Clothes are not just for covering, but also for projecting, interpreting, expressing, communicating, and sometimes for hiding.

But soon enough, clothes became much more than covering. In the Bible they serve as booty (Achan hid them in his tent), reward (Naaman offered them to Elisha), symbol (Hezekiah and the king of Nineveh exchanged their finery for sackcloth), and moral obligation (don’t take the poor man’s cloak, says the Law). The labor that went into producing a garment made it valuable: Jesus’ executioners considered even his unremarkable tunic worth gambling for.

Throughout almost all of history clothes have signaled status and position. Color was dictated by necessity (dyes were expensive) and even by law: During Shakespeare’s time, for example, the poor were restricted to “sad colors,” while tradesmen could indulge in a little more variety, but not much—the full spectrum was reserved for the rich. In the early 19th century, though, something remarkable happened: Textile manufacturing became the first triumph of the Industrial Revolution, and clothing gradually transitioned from a valuable commodity to a very cheap one.

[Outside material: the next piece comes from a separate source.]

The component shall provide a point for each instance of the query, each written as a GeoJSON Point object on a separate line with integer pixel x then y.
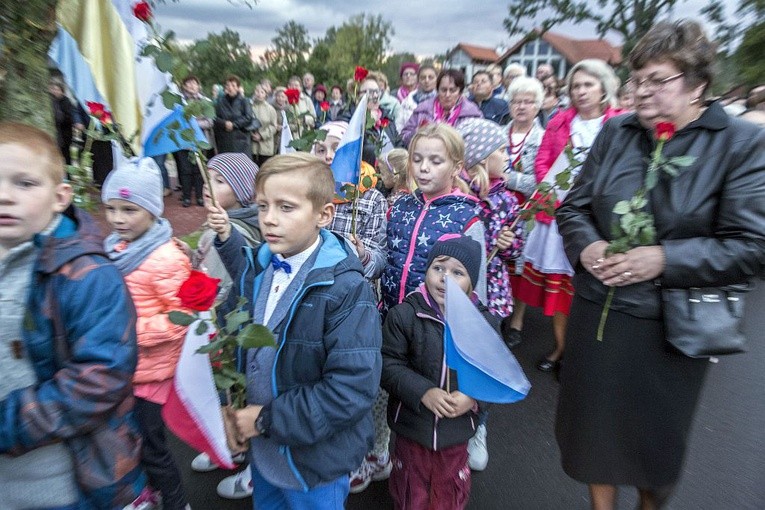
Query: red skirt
{"type": "Point", "coordinates": [551, 292]}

Today clothes pile up on garage sale tables, clearance racks, the collection bin behind Goodwill, and our closets, where we spend the day after New Year’s wondering what to get rid of. As we take abundant food for granted, so we do abundant garb—the only consumer item, to my knowledge, whose value depends chiefly on the trendiness of the retailer.

We’ll never go back to the garden; clothes are here to stay. They are a necessity, but also (as in the beginning) a gift. The age of abundant clothing allows us the luxury of telling the world who we are by how we dress. But Christians also have the obligation—and privilege—to tell the world whose we are. Most discussions about “modesty” concern what not to wear, but what to wear deserves thought as well. The heart of modesty is consideration for others (and incidentally, the male of the species should be aware that excessive sloppiness can be as inconsiderate as suggestiveness). Color, style, appropriateness, and flattering lines complement the wearer, but might they also praise our Maker?

Near the end of That Hideous Strength, the conclusion of C.S. Lewis’ Space Trilogy, some of the female characters are trying on gowns for a special occasion. Each finds the perfect dress—for the others. No one chooses her own, and the wardrobe contains no mirrors for self-admiration. Each woman’s pleasure comes from pleasing the rest, and He who shaped each woman is also pleased.

That’s how it will be someday: Our bridegroom has chosen the perfect outfit for us to wear to our wedding. It’s a robe of righteousness—no longer borrowed, but our very own.